I don't think I disagree with the ends you're proposing (don't add stack traces to every value, don't add stack traces specifically to Result::Err(E) variants); however, this is a bad way to justify it. Tools like dtrace / bpftrace do exactly this kind of stack tracing for both success and error cases across entire systems. This is a good thing™, and is actually very useful for both debugging, performance profiling, and understanding what your code is really doing on the hardware.
So I guess I disagree with how you're framing it. I would argue that adding stack traces to every value in Rust would be bad because it is a lot of overhead for something your kernel can and will do better.
The issue is that Rust's Result (and Java's checked exceptions) require a different paradigm.

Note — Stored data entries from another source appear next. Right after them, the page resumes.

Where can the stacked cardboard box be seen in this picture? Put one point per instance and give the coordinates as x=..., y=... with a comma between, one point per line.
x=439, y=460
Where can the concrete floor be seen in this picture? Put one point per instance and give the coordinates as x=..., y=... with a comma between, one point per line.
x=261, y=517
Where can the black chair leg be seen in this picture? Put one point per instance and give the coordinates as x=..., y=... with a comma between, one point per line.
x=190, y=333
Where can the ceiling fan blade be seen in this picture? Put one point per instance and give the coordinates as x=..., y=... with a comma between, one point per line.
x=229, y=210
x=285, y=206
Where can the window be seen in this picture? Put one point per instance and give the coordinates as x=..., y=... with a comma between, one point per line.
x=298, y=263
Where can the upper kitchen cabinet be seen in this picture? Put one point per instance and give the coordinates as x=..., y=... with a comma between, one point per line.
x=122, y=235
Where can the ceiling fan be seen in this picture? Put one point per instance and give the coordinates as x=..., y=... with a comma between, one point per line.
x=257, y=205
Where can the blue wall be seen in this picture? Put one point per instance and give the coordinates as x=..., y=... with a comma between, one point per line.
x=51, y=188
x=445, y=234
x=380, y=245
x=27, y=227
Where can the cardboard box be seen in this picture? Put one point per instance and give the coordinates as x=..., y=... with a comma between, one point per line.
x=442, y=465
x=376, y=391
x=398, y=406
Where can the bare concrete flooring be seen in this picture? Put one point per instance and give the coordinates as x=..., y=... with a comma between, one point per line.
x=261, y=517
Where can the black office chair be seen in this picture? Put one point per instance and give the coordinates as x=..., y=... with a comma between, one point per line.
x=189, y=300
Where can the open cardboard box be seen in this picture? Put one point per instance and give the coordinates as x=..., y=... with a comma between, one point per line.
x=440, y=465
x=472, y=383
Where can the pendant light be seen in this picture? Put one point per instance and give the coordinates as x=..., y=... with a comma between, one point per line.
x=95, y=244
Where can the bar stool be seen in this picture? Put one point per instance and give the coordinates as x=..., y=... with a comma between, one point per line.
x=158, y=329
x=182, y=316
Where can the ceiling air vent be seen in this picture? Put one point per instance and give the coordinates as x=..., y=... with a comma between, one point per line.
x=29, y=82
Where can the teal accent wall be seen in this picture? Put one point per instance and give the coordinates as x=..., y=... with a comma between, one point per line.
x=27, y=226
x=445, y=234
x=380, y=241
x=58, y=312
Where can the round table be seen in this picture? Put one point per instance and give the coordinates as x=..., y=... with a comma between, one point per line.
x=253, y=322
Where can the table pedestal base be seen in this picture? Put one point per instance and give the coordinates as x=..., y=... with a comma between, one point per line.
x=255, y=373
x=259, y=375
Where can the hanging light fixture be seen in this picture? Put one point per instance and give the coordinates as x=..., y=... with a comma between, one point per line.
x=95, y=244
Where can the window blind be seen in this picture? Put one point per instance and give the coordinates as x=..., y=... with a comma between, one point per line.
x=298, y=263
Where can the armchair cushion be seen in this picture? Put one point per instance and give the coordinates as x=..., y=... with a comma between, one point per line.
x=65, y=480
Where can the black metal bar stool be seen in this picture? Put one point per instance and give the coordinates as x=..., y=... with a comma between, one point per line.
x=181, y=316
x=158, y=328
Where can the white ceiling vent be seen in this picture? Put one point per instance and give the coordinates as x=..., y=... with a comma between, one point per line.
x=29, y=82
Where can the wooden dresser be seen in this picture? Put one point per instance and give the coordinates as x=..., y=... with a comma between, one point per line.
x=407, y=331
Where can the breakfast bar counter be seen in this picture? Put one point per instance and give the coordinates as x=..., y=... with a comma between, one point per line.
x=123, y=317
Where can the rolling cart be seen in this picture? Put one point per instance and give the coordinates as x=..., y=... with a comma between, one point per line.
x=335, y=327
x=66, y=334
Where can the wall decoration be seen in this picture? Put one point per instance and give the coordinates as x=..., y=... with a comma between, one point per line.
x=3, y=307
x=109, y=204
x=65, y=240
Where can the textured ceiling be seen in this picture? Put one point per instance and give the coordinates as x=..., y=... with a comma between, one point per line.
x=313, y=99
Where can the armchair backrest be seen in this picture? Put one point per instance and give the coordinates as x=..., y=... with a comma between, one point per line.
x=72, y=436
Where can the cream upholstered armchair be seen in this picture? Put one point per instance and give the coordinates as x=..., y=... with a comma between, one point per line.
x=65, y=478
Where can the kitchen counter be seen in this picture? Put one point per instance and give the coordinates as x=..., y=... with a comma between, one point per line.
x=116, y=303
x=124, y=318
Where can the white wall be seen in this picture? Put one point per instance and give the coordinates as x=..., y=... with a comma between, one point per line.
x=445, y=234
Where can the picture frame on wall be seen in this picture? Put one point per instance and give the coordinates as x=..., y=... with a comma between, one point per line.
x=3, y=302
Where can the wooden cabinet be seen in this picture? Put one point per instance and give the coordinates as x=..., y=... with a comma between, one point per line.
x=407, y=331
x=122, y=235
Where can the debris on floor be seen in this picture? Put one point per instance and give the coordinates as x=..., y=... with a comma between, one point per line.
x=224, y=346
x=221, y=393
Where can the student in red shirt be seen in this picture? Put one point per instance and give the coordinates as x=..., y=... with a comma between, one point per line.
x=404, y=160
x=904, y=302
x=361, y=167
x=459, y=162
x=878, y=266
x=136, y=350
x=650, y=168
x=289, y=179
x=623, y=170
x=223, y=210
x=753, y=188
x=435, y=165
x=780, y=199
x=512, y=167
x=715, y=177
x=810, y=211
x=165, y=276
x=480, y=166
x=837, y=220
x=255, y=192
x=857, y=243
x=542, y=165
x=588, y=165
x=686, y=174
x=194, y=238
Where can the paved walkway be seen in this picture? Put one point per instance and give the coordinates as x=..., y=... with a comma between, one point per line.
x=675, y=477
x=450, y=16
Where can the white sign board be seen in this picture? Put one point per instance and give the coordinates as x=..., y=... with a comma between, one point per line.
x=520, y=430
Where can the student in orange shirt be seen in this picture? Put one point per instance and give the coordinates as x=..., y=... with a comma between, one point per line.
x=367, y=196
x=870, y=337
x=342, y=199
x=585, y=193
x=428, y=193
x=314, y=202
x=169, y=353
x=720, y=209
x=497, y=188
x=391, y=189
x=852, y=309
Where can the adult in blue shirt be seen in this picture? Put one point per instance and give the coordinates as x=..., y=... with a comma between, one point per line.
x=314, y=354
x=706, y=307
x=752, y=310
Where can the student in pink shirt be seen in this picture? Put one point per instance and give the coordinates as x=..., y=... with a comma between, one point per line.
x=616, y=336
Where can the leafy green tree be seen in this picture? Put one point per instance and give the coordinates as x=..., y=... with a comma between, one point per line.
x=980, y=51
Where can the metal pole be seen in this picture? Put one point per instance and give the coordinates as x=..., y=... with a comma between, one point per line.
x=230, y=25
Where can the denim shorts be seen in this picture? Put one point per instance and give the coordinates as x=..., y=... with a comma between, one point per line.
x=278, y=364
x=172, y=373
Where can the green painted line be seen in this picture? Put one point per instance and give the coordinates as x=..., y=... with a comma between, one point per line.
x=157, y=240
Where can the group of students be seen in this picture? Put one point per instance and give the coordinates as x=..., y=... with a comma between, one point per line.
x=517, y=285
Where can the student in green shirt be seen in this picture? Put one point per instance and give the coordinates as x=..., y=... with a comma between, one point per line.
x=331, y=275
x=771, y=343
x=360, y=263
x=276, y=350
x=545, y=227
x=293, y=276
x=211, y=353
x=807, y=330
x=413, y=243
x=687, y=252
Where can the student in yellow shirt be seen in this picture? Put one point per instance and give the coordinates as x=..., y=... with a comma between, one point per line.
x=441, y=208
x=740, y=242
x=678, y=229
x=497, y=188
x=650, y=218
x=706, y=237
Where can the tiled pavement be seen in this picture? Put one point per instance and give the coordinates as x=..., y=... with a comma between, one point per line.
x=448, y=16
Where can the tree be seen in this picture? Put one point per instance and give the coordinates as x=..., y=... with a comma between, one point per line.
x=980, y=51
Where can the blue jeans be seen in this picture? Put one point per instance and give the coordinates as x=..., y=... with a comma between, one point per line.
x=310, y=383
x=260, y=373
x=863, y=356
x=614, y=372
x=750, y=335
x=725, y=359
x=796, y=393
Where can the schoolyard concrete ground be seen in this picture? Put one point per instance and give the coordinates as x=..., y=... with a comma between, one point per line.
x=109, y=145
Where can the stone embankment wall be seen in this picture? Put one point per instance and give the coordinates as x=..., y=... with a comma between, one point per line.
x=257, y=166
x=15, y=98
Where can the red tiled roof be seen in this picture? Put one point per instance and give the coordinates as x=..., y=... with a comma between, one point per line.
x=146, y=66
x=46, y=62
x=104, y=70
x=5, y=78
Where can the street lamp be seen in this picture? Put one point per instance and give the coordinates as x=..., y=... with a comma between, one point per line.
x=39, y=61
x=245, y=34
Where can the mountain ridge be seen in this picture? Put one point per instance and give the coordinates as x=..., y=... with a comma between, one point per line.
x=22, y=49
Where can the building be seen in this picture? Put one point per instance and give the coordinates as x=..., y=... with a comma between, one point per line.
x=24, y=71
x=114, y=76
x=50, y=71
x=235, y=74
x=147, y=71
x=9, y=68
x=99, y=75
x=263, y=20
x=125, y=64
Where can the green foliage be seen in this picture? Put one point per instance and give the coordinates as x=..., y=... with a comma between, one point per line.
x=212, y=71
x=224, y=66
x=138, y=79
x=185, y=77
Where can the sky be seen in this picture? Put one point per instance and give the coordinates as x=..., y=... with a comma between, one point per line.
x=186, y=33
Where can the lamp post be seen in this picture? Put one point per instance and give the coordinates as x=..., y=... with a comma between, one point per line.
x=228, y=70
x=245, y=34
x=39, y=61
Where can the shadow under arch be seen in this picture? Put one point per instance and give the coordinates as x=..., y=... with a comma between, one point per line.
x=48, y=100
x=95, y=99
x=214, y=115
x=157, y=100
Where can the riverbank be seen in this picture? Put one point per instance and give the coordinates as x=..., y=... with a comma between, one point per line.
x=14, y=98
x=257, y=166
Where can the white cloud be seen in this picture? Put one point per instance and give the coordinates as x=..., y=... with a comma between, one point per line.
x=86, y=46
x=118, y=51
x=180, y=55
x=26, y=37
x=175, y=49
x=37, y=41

A Result is in the type signature because it's part of your domain's API design. It's just values. It's not for* debugging. You use a debugger for that or programmatically panic when something is truly unexpected and get the stack trace from that.*
This really is the gist of it. However, I will say that in my experience the reason that Result types are nice (over e.g. exceptions) is that putting the error cases in the type contract means that you can have the compiler check when someone hasn't handled an error case (? and unwrap are "handling" it even if they may not always be appropriate), as well as statically verify which variants may be unused. One very frustrating thing I've had to encounter in C++ is finding a whole list of different errors that have been duplicated as multiple different opaque (e.g. behind a unique_ptr<std::exception> or some such) exceptions across the codebase.
Being able to know what variants of error can come out of an API is great! It just happens that working with a rich type system like Rust makes it possible to do all manner of things that languages-with-only-exceptions cannot.